Eine aktuelle Auswertung von Digitec-Galaxus zeigt: Ihre Kunden bezahlten die letzten zwölf Monate 1.3 Millionen Franken in Form einer CO2-Kompensation. Das entspricht rund zehn Prozent aller Bestellungen. Was sagt diese Zahl aus? Und wie sieht die Zukunft der Klimakompensation aus? «Espresso» sprach darüber mit SRF-Wirtschaftsredaktor Klaus Ammann.
Klaus Ammann, zehn Prozent aller Bestellungen... Ist das viel?

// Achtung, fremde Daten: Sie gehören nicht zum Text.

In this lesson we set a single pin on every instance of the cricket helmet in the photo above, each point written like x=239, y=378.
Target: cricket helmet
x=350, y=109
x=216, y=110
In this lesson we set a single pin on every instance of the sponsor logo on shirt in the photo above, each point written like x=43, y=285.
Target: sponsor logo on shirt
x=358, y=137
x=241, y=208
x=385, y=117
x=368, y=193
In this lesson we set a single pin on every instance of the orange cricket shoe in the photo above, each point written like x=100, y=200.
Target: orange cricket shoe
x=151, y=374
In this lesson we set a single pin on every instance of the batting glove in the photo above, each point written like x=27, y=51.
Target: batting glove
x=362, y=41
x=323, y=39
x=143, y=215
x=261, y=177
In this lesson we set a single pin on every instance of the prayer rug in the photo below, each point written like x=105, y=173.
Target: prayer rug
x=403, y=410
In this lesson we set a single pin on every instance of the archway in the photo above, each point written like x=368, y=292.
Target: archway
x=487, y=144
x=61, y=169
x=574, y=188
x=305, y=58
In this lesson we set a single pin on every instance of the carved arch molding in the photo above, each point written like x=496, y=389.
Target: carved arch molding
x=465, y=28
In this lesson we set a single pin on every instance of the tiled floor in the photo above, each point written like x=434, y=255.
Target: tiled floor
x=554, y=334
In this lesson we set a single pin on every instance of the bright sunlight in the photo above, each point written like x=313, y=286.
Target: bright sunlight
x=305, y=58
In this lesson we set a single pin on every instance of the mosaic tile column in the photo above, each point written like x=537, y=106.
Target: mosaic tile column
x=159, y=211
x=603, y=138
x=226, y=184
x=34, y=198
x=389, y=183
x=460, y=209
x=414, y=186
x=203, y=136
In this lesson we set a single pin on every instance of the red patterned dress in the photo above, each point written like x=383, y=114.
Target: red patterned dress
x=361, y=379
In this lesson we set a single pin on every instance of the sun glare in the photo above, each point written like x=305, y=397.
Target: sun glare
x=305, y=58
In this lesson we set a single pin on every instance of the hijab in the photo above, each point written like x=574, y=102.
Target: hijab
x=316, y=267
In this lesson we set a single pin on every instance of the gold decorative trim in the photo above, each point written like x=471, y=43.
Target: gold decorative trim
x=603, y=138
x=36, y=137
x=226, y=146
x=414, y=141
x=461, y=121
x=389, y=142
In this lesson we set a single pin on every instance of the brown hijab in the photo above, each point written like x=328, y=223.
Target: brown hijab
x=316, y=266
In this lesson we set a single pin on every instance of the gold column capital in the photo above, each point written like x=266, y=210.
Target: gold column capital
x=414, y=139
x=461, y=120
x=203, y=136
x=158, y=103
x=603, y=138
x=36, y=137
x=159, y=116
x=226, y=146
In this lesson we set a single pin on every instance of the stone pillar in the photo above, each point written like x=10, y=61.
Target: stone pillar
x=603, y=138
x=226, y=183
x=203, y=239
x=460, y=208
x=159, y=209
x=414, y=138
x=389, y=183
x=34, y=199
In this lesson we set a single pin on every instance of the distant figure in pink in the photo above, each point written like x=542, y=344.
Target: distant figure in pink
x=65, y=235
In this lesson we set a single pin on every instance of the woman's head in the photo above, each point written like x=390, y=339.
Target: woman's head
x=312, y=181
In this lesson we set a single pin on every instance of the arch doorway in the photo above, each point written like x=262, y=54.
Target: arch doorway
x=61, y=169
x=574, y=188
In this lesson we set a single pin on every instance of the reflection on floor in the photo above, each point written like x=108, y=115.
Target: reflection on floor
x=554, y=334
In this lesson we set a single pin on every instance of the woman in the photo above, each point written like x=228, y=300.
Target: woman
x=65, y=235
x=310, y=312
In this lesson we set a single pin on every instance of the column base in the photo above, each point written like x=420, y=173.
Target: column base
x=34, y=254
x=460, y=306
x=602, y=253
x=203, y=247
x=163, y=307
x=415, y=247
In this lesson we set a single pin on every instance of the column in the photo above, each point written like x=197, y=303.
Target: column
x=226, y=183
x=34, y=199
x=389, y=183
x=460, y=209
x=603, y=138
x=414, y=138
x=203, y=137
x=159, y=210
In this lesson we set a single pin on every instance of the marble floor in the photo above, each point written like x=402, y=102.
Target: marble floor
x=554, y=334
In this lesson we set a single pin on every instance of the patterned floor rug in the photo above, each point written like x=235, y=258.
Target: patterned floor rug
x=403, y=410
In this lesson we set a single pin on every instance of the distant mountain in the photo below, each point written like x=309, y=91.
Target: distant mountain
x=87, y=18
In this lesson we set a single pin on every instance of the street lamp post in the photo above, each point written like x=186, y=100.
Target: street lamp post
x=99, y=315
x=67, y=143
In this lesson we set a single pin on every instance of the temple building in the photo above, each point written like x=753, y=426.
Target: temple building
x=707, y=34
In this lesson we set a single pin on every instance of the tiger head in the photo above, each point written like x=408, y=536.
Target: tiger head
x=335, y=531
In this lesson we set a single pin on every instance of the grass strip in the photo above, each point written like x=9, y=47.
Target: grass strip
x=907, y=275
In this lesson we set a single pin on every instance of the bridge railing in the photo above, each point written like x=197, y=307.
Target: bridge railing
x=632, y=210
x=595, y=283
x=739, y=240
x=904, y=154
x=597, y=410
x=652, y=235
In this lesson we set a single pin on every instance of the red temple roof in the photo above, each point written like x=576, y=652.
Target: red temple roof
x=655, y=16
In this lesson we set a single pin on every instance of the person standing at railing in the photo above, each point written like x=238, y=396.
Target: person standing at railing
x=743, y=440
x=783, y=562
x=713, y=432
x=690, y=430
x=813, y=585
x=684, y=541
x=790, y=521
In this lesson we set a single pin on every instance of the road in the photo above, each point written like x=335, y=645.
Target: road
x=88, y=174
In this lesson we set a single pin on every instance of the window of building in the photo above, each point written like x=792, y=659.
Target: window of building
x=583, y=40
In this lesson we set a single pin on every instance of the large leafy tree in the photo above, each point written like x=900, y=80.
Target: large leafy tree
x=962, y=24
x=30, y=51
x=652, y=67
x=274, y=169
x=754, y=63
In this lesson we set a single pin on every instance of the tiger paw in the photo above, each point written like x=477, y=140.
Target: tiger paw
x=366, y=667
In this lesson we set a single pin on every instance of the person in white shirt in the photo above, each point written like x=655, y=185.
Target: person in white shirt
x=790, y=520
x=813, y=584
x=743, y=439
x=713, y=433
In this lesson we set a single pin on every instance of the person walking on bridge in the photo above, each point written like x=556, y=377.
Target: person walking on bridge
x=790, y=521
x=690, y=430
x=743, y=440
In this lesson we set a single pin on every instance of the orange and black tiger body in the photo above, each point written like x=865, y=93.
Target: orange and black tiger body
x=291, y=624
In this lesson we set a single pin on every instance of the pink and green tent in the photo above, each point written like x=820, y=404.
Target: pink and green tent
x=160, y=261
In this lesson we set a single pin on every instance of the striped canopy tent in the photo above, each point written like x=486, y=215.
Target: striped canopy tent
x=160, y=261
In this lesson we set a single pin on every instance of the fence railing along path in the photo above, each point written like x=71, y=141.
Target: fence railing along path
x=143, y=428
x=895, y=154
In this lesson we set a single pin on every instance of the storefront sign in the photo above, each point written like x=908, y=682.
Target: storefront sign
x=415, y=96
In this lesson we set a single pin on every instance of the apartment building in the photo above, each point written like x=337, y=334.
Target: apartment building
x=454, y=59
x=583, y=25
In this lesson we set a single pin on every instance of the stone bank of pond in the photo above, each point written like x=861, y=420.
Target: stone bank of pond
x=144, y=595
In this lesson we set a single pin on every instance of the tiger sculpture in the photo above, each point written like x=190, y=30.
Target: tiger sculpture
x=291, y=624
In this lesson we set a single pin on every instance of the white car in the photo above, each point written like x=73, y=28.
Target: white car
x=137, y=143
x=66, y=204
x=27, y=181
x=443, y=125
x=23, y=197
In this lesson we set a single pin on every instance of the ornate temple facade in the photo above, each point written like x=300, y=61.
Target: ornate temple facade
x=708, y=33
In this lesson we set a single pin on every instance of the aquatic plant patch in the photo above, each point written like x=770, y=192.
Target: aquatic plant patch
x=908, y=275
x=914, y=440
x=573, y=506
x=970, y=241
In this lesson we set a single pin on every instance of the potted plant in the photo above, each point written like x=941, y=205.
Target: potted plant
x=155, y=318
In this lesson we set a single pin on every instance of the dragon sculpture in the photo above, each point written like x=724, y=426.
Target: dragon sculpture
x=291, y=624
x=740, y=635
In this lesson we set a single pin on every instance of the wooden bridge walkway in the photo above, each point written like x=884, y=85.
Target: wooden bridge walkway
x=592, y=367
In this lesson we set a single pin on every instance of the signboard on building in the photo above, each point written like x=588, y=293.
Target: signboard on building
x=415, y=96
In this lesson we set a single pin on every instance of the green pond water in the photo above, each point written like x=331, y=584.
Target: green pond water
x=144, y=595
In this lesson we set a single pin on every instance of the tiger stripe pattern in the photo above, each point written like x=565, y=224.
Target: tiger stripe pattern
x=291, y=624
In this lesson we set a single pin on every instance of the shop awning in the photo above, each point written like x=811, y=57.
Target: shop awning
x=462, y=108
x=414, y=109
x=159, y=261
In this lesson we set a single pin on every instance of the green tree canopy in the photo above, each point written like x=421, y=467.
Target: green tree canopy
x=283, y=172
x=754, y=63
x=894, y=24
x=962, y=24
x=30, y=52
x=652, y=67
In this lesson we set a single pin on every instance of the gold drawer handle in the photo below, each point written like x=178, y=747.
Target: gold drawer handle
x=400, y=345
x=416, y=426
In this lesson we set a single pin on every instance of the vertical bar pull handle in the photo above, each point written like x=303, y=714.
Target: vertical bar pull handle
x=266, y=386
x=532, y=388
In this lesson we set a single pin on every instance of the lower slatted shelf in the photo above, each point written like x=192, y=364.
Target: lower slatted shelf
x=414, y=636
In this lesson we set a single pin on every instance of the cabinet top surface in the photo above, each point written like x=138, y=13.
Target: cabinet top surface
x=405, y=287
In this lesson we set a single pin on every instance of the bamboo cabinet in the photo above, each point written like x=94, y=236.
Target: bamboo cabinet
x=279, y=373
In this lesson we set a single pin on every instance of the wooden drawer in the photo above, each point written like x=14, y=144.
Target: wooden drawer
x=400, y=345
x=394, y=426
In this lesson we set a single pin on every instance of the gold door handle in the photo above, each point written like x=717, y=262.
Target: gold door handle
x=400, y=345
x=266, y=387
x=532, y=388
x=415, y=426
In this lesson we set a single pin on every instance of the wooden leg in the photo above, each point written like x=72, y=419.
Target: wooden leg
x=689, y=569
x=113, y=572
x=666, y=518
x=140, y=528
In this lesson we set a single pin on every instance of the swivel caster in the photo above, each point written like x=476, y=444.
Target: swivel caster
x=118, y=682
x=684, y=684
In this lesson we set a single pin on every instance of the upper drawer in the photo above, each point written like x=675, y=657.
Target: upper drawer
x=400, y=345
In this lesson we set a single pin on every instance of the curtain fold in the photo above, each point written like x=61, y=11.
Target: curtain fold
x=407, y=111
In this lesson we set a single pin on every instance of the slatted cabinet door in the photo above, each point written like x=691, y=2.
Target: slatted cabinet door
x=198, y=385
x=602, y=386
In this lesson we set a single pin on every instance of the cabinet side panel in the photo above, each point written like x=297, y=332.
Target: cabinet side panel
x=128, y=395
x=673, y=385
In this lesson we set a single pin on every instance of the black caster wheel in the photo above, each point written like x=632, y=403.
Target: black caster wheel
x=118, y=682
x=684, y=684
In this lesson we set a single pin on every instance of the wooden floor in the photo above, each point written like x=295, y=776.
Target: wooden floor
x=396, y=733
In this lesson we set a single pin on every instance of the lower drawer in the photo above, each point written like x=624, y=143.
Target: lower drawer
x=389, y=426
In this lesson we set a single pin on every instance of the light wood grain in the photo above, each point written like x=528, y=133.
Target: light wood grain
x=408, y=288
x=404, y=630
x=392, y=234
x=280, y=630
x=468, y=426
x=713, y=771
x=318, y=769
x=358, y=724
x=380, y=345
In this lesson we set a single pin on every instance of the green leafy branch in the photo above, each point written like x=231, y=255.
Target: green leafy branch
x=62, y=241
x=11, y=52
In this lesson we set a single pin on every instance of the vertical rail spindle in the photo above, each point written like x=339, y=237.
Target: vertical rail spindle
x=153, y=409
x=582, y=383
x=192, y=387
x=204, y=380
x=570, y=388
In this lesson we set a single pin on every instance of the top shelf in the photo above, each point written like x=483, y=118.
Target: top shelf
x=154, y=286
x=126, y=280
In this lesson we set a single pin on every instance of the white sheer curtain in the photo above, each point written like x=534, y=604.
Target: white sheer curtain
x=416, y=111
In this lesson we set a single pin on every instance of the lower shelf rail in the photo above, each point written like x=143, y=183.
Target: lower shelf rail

Kommt auf den Vergleich an. Bei den Schweizer Jugendherbergen beispielsweise kompensierte über die Hälfte der Kunden. Bei der Fluggesellschaft Swiss gerade einmal ein Prozent.
Wäre mehr möglich?
Natürlich. Bis jetzt ist die CO2-Kompensation meist freiwillig, man muss sie aktiv wählen. Müsste man aktiv werden, wenn man nicht kompensieren will, würden deutlich mehr Konsumentinnen eine Kompensation bezahlen. Das zeigt das Beispiel Strom: Gewisse Städte liefern standardmässig Ökostrom, wer Graustrom will, muss sich explizit dafür entscheiden. Offenbar machen das die wenigsten.
Vermutlich kompensiert man auch eher bei kleineren Beträgen?
Das ist so. Bestelle ich bei Digitec-Galaxus ein Mikrofon für 250 Franken, kostet die Klimakompensation rund 4 Franken. Buche ich einen Flug nach Kolumbien für 460 Franken, kostet die Klimaabgabe praktisch nochmals so viel. Weil der Flug viel klimaschädlicher ist.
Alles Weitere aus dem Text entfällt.